“Please take some rest, it’s been three hours on the laptop.”
“You look tired; go and get some rest.”
“It’s late in the night, please have some sleep.”
Wouldn’t it be creepy if a laptop or mobile screen tells you these words instead of your mother? Well, not anymore. Researchers have been working on the next generation of smart equipment; such equipment can detect human behavior, emotions, and state, and then respond accordingly.
So, don’t be afraid if your newly bought laptop screen tells you to handle yourself well as you work or interacts with you emotionally, or if it adjusts the lighting of your room depending on the mood that you are in.
How? Well, we can look forward to a combination of deep learning, changed architectures like edge computing, machine learning, artificial intelligence, and a host of devices (cameras, sensors, etc.) to be able to detect the current state, perform analysis (fast), and then respond with an appropriate action (from the database of actions) to become smarter as they interact with us while learning all the time about our biggest asset: EQ.

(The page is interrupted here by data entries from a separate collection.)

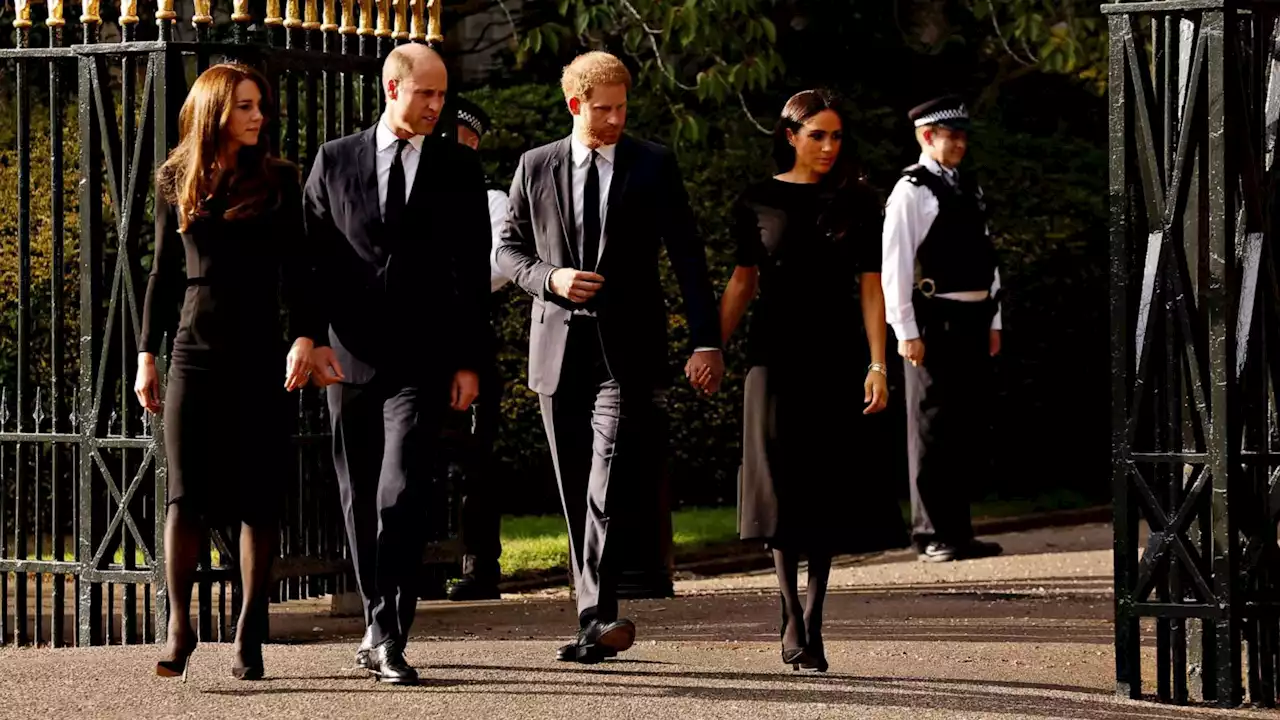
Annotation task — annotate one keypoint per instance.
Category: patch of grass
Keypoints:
(533, 543)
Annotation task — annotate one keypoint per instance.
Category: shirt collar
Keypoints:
(387, 139)
(935, 167)
(581, 153)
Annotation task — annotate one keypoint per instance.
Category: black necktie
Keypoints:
(592, 217)
(396, 190)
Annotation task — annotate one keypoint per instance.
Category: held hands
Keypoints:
(146, 386)
(575, 286)
(297, 364)
(876, 391)
(325, 367)
(912, 350)
(705, 369)
(466, 387)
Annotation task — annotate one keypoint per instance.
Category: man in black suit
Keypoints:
(588, 215)
(401, 223)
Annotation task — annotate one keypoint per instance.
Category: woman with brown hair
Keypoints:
(231, 213)
(808, 242)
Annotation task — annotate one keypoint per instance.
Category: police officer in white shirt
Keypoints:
(480, 511)
(942, 299)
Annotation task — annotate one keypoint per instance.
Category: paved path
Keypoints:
(1023, 636)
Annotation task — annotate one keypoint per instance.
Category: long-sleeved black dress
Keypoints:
(225, 410)
(809, 478)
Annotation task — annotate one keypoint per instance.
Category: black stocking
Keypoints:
(819, 572)
(787, 564)
(182, 536)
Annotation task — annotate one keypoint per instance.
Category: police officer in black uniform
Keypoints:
(942, 299)
(481, 545)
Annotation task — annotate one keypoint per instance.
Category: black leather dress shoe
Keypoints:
(387, 662)
(598, 641)
(474, 588)
(366, 646)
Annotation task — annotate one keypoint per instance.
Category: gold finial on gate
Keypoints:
(128, 12)
(348, 17)
(433, 26)
(384, 18)
(417, 33)
(292, 14)
(88, 13)
(311, 21)
(23, 14)
(204, 16)
(401, 19)
(55, 14)
(366, 17)
(330, 16)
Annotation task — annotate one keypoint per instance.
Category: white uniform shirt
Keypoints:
(908, 217)
(498, 205)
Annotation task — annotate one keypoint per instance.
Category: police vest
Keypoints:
(956, 254)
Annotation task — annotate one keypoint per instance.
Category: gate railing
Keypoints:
(1194, 104)
(82, 469)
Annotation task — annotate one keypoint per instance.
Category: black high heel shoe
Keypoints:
(816, 656)
(248, 662)
(177, 665)
(792, 656)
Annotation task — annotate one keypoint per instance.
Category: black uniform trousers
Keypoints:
(600, 436)
(947, 397)
(481, 514)
(384, 440)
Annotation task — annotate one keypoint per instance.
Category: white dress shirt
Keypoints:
(581, 156)
(384, 141)
(498, 205)
(908, 217)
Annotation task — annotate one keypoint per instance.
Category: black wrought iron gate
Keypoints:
(1194, 92)
(82, 473)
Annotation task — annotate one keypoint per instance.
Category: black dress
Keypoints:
(225, 410)
(809, 478)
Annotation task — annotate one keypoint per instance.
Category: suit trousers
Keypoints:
(384, 437)
(599, 434)
(947, 420)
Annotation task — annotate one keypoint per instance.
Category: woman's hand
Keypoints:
(146, 387)
(876, 387)
(297, 365)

It certainly has to be a combination of our body gestures, voice, facial expressions, and maybe other features as we progress on this path. This branch of computing is specifically called “affective computing.” Affective computing has multidisciplinary fields of computer science, cognition, psychology, education, ethics, and information technology as its constituents and gets its “affect” from psychology that essentially means emotion.

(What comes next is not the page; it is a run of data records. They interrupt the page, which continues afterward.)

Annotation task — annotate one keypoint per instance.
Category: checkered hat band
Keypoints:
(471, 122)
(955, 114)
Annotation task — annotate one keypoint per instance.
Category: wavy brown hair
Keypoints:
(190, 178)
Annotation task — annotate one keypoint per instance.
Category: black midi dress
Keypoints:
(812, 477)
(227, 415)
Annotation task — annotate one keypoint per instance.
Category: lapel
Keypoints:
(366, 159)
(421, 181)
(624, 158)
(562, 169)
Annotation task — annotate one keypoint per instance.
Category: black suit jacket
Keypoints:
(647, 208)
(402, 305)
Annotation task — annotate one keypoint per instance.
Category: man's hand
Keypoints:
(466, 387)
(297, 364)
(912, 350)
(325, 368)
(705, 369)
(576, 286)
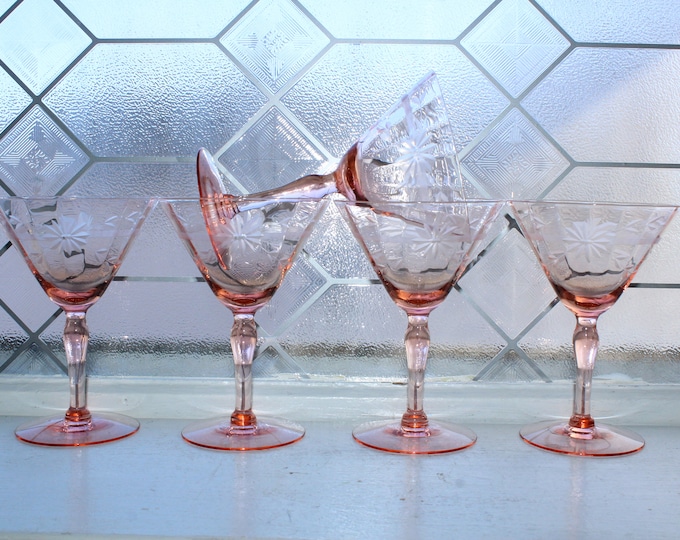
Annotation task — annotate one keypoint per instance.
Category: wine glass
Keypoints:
(74, 247)
(590, 253)
(244, 259)
(419, 251)
(407, 155)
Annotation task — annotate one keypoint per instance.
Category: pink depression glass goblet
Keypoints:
(244, 259)
(590, 253)
(74, 247)
(419, 251)
(408, 154)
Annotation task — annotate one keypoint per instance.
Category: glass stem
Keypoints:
(76, 336)
(417, 340)
(243, 344)
(586, 343)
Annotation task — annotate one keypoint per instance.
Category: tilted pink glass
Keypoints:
(419, 251)
(244, 258)
(590, 253)
(407, 155)
(74, 247)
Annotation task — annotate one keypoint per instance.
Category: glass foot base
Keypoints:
(52, 431)
(389, 437)
(602, 440)
(219, 434)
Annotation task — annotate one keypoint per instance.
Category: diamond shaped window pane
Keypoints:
(509, 285)
(399, 19)
(14, 100)
(275, 40)
(38, 41)
(612, 104)
(35, 361)
(515, 44)
(155, 19)
(515, 159)
(154, 99)
(352, 85)
(300, 284)
(617, 21)
(271, 153)
(22, 293)
(37, 157)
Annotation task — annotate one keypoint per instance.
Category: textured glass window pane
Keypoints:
(22, 293)
(397, 19)
(37, 157)
(154, 99)
(515, 43)
(158, 252)
(274, 40)
(514, 160)
(520, 290)
(13, 101)
(38, 40)
(617, 21)
(155, 18)
(352, 85)
(271, 153)
(146, 328)
(611, 104)
(336, 250)
(137, 180)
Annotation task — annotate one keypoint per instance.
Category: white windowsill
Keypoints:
(327, 486)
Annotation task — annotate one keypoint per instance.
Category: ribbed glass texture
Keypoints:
(567, 100)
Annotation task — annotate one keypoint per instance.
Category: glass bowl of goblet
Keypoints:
(244, 258)
(419, 250)
(590, 253)
(74, 248)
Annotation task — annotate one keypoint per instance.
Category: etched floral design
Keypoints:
(417, 158)
(424, 241)
(249, 245)
(68, 234)
(589, 240)
(244, 232)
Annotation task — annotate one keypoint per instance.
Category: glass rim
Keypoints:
(584, 203)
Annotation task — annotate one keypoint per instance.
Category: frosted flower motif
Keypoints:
(420, 247)
(416, 158)
(588, 244)
(68, 234)
(244, 232)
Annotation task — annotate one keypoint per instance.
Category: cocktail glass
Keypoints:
(244, 258)
(419, 251)
(590, 253)
(74, 247)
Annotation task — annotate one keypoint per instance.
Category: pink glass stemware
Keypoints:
(590, 253)
(244, 258)
(419, 251)
(74, 247)
(407, 155)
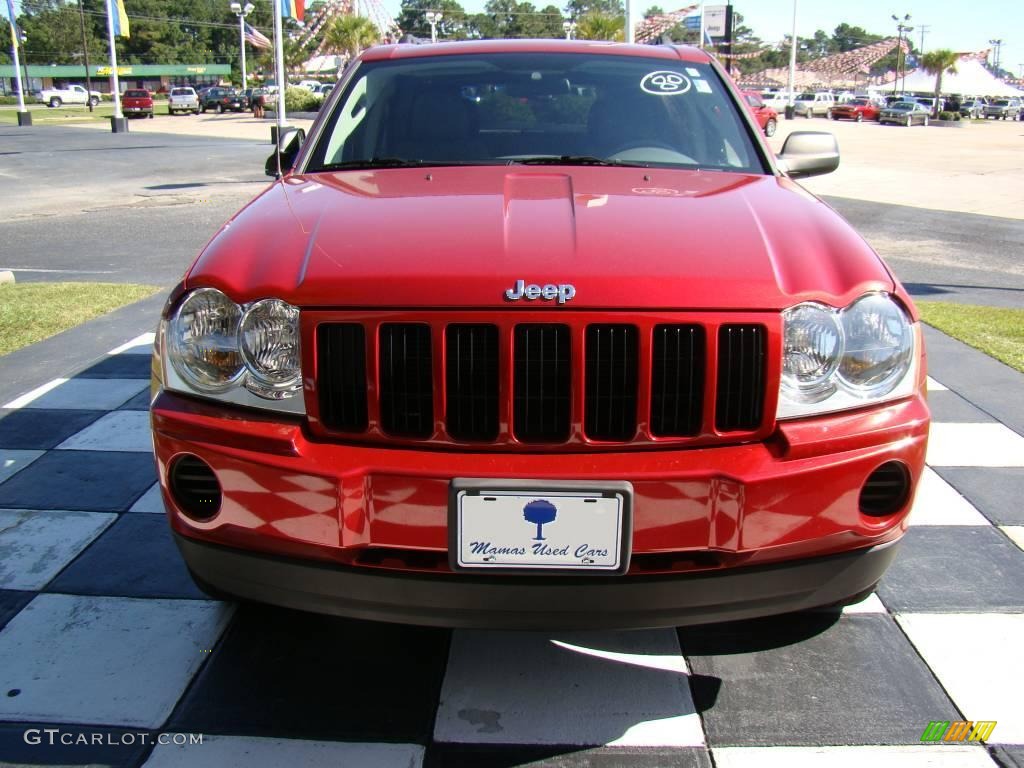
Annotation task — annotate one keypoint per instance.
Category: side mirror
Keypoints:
(289, 143)
(809, 154)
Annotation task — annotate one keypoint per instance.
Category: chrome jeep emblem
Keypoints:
(563, 292)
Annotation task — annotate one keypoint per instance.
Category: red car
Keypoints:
(767, 117)
(539, 334)
(136, 101)
(858, 109)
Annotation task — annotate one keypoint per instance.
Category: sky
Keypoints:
(963, 27)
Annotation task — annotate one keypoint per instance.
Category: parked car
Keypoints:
(973, 108)
(904, 113)
(470, 377)
(221, 99)
(1005, 109)
(857, 109)
(767, 118)
(809, 104)
(73, 94)
(136, 101)
(182, 98)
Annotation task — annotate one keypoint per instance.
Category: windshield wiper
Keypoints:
(356, 165)
(576, 160)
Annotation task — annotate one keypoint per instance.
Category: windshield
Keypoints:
(487, 109)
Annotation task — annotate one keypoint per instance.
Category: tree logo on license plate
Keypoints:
(540, 512)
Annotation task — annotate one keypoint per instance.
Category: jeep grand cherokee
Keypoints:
(539, 334)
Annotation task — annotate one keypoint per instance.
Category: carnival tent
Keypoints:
(972, 79)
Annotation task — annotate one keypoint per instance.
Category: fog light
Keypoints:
(195, 487)
(886, 491)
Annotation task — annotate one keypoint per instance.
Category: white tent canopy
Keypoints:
(972, 79)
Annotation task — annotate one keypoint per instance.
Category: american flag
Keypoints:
(256, 38)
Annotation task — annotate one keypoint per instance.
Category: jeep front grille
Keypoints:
(521, 381)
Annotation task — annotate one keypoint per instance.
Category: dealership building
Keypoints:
(151, 77)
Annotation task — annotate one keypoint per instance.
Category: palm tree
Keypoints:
(348, 36)
(937, 62)
(601, 27)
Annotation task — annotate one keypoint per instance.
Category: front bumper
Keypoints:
(528, 603)
(719, 532)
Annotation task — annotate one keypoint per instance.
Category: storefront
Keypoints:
(156, 78)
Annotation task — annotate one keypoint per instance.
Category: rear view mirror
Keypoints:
(289, 143)
(809, 154)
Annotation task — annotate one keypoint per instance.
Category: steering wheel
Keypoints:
(639, 151)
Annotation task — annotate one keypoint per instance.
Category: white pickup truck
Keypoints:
(73, 94)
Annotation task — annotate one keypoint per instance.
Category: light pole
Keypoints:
(996, 44)
(242, 12)
(901, 27)
(793, 64)
(433, 17)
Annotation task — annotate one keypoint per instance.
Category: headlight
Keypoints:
(836, 359)
(203, 341)
(811, 351)
(269, 336)
(879, 345)
(248, 355)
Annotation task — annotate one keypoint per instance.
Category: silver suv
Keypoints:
(1008, 109)
(182, 99)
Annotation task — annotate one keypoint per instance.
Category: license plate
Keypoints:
(518, 525)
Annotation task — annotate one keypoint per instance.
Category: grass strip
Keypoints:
(998, 332)
(33, 311)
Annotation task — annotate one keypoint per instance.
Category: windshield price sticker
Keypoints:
(665, 83)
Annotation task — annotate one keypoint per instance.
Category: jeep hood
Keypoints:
(460, 237)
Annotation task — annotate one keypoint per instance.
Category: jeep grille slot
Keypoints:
(741, 361)
(471, 382)
(542, 380)
(677, 380)
(407, 396)
(610, 408)
(341, 366)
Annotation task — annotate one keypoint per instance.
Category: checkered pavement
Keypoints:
(101, 632)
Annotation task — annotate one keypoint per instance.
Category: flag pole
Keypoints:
(118, 124)
(279, 39)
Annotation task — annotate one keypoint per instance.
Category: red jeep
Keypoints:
(540, 334)
(136, 101)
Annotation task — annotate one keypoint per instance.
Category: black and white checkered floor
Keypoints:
(103, 633)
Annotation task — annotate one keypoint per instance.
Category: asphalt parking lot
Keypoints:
(101, 631)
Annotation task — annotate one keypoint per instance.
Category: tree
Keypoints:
(937, 62)
(540, 513)
(349, 35)
(579, 8)
(601, 27)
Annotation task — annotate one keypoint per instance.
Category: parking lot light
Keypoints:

There are companies that have made significant progress in this field and are beginning to go beyond the labs and create use cases that affect our day-to-day lives. For instance, some of them have made strides in the field of call voice analytics for effectively detecting fraud.
IBM Watson can currently detect (as claimed) sarcasm and has an emotions-detecting API as well that can span across various use cases to understand, interpret, and process human emotions, experiences, and feelings.
Then, there is Affectiva, which is working on emotion recognition software and analysis using standard devices (like a webcam). They have a massive emotional data repository of 5.7 million faces analyzed in 75 countries and also have an affdex SDK that can be used with applications and can provide default metrics like seven emotion metrics, 20 facial expression metrics, 13 emojis, and four appearance metrics.
These metrics are a way of detecting and plotting the human expressions along with a degree of confidence (Source: Affective.com). It is now working with a very large Japanese car manufacturing company to integrate its technology that can alert the driver if he/she is feeling sleepy or distracted and can further take an action (like calling emergency services or family) basis that.
The uses may span across our lifestyle and may not be limited to the elite.
For instance, your shirt telling your flask to offer hot water as you cough or care-giving robots understanding the context before administering medicine to a patient. It may be as simple as acquiring common sense to not to ask too many questions when someone is sad.
Gestures, speech, perception, learning, communication, or even our experience has emotion as the fundamental state attached to it and machines can certainly be politer toward handling those for us as they become smarter and emotionally equipped.
But as they become emotionally smarter, we do face some intriguing issues of ‘machine bias’ as artificial intelligence sometimes has been found to be or them being ‘too much rational’ or simply where to draw the line of their intrusion.
Additionally, the fundamental question also remains as to how (and how much) can we measure its understanding of our human values and ethics that we have learnt over time or we continuously do from our social interactions. How can we teach them to be moral?
For instance, a driverless automobile may face a situation of saving someone and a collision at the same time. How would it react? Will there be someone to make it work smarter and take a decision that a human being would have taken in such a situation?
Data-driven rationality needs to be combined with empathy if we are to take one step toward artificial intelligence services (that itself feeds into the concept too) but where do we draw the line and stop or how do we make this empathy to be self-aware so it draws a line for itself basis the context.
These are certainly the questions looming large in front of the researchers and, as they say, ‘technology is the easiest part.’ Only time will tell if its creepy or (humanely) personal touch, intruding privacy or helping, context aware or too much data sharing, but the essence of human experience with technology is surely going to get greatly affected with the advent of this era.